Что такое пандемия? Это внеэкономический шок с разрушительными последствиями, масштабы разрушений могут быть различными, когда мы не понимаем логику действий противника. То есть вот есть некий генеральный штаб врага, в данном случае пандемии, и он замышляет какие-то новые штаммы, какие-то новые войны, надо проанализировать, какие у него есть ресурсы… Новые волны, соответственно, новые баталии. Одни отбиваем, где-то наступаем, где-то они наступают. Есть врачи, которые, как армия, которая воюет, сопротивляется. Есть ученые, которые, как разведка, внедряются в генштаб и пытаются там повлиять через своих «штирлицев» на то, чтобы изменить ход действий генерального штаба врага. Это не ирония, потому что тут есть разные стратегии, как с той же Второй мировой войной. Франция быстро, ну, достаточно быстро сдалась, а потом оказалась победителем. Знаменитая фраза [Вильгельма] Кейтеля: «Что, и вы нас победили?» А Черчилль заявил, что «будем бороться за каждый дом, мы никогда не сдадимся, не заключим мир».

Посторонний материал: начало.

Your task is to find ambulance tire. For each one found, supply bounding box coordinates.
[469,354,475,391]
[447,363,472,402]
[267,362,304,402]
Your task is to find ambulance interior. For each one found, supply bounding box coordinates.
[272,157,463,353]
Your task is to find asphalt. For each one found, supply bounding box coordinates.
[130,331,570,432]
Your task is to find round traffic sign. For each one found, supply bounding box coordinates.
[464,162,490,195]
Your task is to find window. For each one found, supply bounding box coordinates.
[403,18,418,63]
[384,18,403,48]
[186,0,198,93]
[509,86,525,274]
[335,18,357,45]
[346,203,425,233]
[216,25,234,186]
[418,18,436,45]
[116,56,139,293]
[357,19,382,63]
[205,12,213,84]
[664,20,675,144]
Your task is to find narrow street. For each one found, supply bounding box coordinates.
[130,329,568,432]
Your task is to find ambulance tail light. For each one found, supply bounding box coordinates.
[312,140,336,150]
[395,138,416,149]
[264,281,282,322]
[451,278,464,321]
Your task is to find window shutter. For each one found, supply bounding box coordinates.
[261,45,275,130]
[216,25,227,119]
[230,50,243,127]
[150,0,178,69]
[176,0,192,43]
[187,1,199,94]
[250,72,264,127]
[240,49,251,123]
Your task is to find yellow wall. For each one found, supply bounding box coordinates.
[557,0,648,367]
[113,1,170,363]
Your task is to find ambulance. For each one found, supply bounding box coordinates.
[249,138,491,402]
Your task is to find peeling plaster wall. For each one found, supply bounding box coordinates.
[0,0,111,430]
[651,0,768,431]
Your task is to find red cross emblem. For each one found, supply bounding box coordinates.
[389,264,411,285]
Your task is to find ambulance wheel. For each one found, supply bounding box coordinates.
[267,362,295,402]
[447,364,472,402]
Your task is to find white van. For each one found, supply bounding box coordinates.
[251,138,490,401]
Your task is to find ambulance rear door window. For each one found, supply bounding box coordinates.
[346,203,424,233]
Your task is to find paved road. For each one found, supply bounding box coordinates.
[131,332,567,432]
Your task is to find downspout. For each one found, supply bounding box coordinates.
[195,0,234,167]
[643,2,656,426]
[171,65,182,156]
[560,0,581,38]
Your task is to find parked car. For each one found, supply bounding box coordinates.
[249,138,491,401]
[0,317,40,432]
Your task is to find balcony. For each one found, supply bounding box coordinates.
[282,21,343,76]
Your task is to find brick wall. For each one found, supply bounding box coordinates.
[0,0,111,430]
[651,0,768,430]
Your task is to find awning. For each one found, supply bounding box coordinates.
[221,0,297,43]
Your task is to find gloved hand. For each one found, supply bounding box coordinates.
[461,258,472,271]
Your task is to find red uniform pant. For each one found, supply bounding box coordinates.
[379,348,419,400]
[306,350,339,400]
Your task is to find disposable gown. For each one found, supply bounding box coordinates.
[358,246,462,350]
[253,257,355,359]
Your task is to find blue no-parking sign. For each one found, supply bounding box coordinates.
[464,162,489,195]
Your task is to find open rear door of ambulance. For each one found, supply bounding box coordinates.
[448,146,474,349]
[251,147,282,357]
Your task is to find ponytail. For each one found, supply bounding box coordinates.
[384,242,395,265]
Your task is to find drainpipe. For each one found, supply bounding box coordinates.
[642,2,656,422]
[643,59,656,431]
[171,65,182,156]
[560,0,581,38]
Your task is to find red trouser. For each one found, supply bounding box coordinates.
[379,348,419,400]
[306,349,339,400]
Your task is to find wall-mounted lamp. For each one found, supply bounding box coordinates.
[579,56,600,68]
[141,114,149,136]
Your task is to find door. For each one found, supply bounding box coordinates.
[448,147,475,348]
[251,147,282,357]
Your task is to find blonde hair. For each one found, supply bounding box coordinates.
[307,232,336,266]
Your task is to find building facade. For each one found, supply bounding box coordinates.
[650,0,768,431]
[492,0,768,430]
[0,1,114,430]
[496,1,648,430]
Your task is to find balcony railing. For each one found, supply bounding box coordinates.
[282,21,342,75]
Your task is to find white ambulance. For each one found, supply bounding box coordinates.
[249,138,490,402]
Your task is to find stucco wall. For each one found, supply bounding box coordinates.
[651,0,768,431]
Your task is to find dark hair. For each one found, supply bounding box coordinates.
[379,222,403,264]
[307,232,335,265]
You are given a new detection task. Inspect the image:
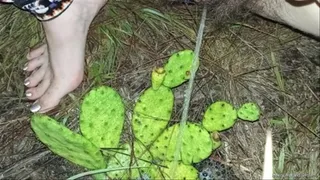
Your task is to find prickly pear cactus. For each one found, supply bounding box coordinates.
[107,142,157,180]
[132,86,174,145]
[31,115,106,169]
[151,67,166,90]
[202,101,237,132]
[150,123,212,164]
[238,103,260,121]
[163,50,198,88]
[211,131,221,150]
[156,161,198,180]
[80,86,124,148]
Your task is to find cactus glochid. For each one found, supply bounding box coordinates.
[80,86,124,148]
[238,103,260,121]
[150,123,212,164]
[202,101,237,132]
[108,141,157,179]
[132,86,174,145]
[163,50,199,88]
[151,67,166,90]
[31,114,106,169]
[107,141,198,180]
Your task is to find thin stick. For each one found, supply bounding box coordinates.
[262,129,273,180]
[170,5,207,178]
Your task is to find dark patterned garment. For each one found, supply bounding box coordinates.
[0,0,73,21]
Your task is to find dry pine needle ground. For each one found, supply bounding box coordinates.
[0,1,320,179]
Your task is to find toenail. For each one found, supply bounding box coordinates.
[30,103,41,113]
[24,79,30,86]
[23,63,28,71]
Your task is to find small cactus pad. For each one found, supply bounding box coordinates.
[151,67,166,90]
[107,142,157,180]
[132,86,174,145]
[31,114,106,169]
[211,131,221,150]
[156,161,198,180]
[150,123,212,164]
[163,50,198,88]
[202,101,237,132]
[238,103,260,121]
[80,86,124,148]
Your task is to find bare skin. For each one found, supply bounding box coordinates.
[24,0,319,113]
[23,0,107,113]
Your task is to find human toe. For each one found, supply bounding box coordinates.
[25,73,51,100]
[27,44,47,60]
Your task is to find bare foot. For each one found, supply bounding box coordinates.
[25,0,106,113]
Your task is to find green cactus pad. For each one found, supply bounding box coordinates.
[107,142,157,179]
[150,123,212,164]
[163,50,198,88]
[211,131,221,150]
[238,103,260,121]
[202,101,237,132]
[31,114,106,169]
[132,86,174,145]
[151,67,166,90]
[80,86,124,148]
[157,161,198,180]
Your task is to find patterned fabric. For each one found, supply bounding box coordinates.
[0,0,73,21]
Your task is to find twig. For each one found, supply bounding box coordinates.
[170,5,207,178]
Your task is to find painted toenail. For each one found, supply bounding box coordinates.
[30,103,41,113]
[23,63,28,71]
[24,79,30,86]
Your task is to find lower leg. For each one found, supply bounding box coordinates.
[26,0,106,113]
[248,0,320,36]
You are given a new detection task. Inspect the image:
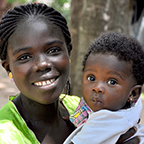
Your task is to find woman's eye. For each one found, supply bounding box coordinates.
[87,76,95,81]
[108,80,118,85]
[47,48,60,54]
[18,55,31,61]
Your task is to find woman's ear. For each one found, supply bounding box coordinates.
[129,85,142,102]
[1,59,10,73]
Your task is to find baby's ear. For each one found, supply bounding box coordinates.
[129,85,142,102]
[1,60,10,73]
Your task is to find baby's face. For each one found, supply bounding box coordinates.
[82,54,134,111]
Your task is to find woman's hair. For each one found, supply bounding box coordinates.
[0,3,72,60]
[83,32,144,85]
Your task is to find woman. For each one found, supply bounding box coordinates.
[0,3,138,144]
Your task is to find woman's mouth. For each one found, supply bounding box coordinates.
[34,78,56,87]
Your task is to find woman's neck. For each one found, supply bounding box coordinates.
[13,94,61,123]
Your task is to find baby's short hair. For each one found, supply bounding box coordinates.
[83,31,144,85]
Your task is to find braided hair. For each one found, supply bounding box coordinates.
[0,3,72,94]
[0,3,72,60]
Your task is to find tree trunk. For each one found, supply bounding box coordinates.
[70,0,133,96]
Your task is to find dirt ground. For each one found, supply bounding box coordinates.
[0,62,144,125]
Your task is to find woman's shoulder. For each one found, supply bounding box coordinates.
[60,94,80,115]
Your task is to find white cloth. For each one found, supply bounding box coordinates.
[64,99,144,144]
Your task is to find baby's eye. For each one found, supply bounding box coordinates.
[108,79,117,85]
[87,76,95,81]
[47,48,60,54]
[18,55,31,61]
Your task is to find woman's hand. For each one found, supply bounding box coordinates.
[116,127,140,144]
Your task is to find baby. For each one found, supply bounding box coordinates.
[65,32,144,144]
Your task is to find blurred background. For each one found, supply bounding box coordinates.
[0,0,144,125]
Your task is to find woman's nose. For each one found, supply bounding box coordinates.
[92,84,105,94]
[33,58,52,71]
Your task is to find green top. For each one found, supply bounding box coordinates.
[0,94,80,144]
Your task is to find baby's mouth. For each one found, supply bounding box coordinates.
[33,78,56,87]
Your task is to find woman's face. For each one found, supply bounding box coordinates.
[8,19,69,104]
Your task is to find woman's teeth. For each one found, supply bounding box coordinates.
[34,79,55,86]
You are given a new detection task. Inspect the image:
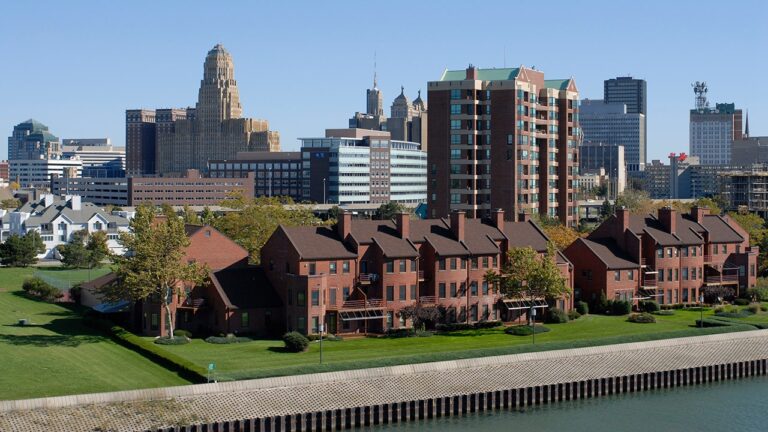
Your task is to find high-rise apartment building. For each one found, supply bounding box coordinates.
[427,66,581,226]
[579,99,646,172]
[8,119,61,161]
[126,45,280,176]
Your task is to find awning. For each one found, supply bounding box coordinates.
[503,299,549,310]
[93,300,131,313]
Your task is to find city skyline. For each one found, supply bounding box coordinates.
[0,2,768,161]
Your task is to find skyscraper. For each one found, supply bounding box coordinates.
[427,66,581,226]
[126,45,280,176]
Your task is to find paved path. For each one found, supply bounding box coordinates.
[0,330,768,432]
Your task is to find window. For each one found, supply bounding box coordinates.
[312,290,320,306]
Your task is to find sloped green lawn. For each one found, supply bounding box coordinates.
[0,268,188,399]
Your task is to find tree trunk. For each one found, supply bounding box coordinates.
[163,288,173,339]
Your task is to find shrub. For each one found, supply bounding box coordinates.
[504,325,550,336]
[544,308,568,324]
[576,301,589,315]
[611,300,632,315]
[21,277,64,302]
[627,312,656,324]
[283,331,309,352]
[173,330,192,339]
[205,334,253,344]
[155,335,189,345]
[637,300,661,313]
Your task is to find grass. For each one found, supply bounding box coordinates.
[152,310,768,380]
[0,267,188,399]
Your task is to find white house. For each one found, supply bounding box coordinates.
[0,194,134,259]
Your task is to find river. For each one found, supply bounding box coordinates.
[369,376,768,432]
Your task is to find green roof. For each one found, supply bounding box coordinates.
[440,68,520,81]
[544,79,571,90]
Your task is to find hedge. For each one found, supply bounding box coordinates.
[83,318,208,383]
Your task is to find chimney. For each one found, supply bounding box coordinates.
[395,212,411,239]
[451,210,465,241]
[658,207,677,234]
[336,210,352,241]
[491,209,504,231]
[69,195,83,211]
[691,206,709,224]
[467,64,477,80]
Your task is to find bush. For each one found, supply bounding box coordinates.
[637,300,661,313]
[173,330,192,339]
[627,312,656,324]
[504,325,550,336]
[21,276,64,302]
[611,300,632,315]
[155,335,189,345]
[283,331,309,352]
[544,308,568,324]
[205,334,253,344]
[576,301,589,315]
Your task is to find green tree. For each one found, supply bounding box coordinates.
[485,243,570,306]
[0,231,45,267]
[373,201,409,220]
[102,207,206,338]
[214,196,322,264]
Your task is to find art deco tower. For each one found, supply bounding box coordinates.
[196,44,243,128]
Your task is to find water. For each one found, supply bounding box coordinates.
[370,377,768,432]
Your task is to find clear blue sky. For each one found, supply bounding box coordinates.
[0,0,768,160]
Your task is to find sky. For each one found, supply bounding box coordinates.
[0,0,768,161]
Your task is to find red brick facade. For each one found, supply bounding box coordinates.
[564,207,758,304]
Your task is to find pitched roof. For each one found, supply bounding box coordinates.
[278,225,357,260]
[210,266,283,309]
[576,238,640,269]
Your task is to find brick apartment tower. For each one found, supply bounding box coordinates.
[427,65,581,226]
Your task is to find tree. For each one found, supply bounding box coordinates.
[373,201,410,220]
[214,196,322,264]
[485,243,570,308]
[102,206,207,338]
[0,231,45,267]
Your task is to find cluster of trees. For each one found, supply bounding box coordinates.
[0,231,45,267]
[56,230,110,268]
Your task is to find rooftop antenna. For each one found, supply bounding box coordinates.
[691,81,709,111]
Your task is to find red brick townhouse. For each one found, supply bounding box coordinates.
[565,207,758,304]
[82,225,283,336]
[261,210,573,333]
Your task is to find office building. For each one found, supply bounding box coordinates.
[8,119,61,161]
[300,129,427,205]
[213,152,304,202]
[126,45,280,176]
[579,99,646,172]
[9,159,83,189]
[427,65,581,226]
[579,142,627,199]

Это разные тактики, которые зависят от особенностей национального управления, характера. И точно так же в войне с пандемией: одни полностью, жестко, по-полицейски закрывают страну, причем это не только Китай, а, например, Австралия. Другие предлагают наоборот: давайте адаптироваться к жизни с коронавирусом, как Швеция. Третьи подходят промежуточно, то есть некое сочетание локдаунов с экономической активностью. Как и во всякой войне, есть проблема соотношения человеческих и экономических жертв, потому что понятно, что отказ от ограничений экономической активности создает проблемы для просто физического выживания, а распространение болезни создает кризис в медицине. Жесткие локдауны создают физические проблемы, просто, грубо говоря, есть будет нечего.
Это сейчас в Австралии, хотя там не локдаун, а просто правила карантина таковы, что заболевших много, все, кто общался, на карантине, опустели полки, потому что некому привезти продукты в магазин.
Владимир Мау: Дело не только в этом, дело в том, что мир и отдельные страны вырабатывают тактику и стратегию. Как и всякая война, как Первая и Вторая мировые войны, они ведут к существенной трансформации экономической структуры. Они ведут к формированию новых институтов. Может показаться, что они временные, на время войны, как централизованное государственное военное регулирование во времена Первой мировой войны, а потом выяснилось, что это общий тренд, но он в разных странах был по-разному реализован.
В Советском Союзе, в Швеции было тотальное доминирование государства: 60% ВВП проходило через бюджет. В США только 30%, но это радикально отличалось от начала XX века, когда доля бюджета в ВВП была от 3% в США до 12% в царской России. А стало — 30% и более 60%. Другая экономика, другие структурные вызовы, сдвиг, другая денежная политика — все было средствами тех войн. Сейчас мы находимся в ситуации, когда мы действительно понимаем, что экономические последствия достаточно серьезные.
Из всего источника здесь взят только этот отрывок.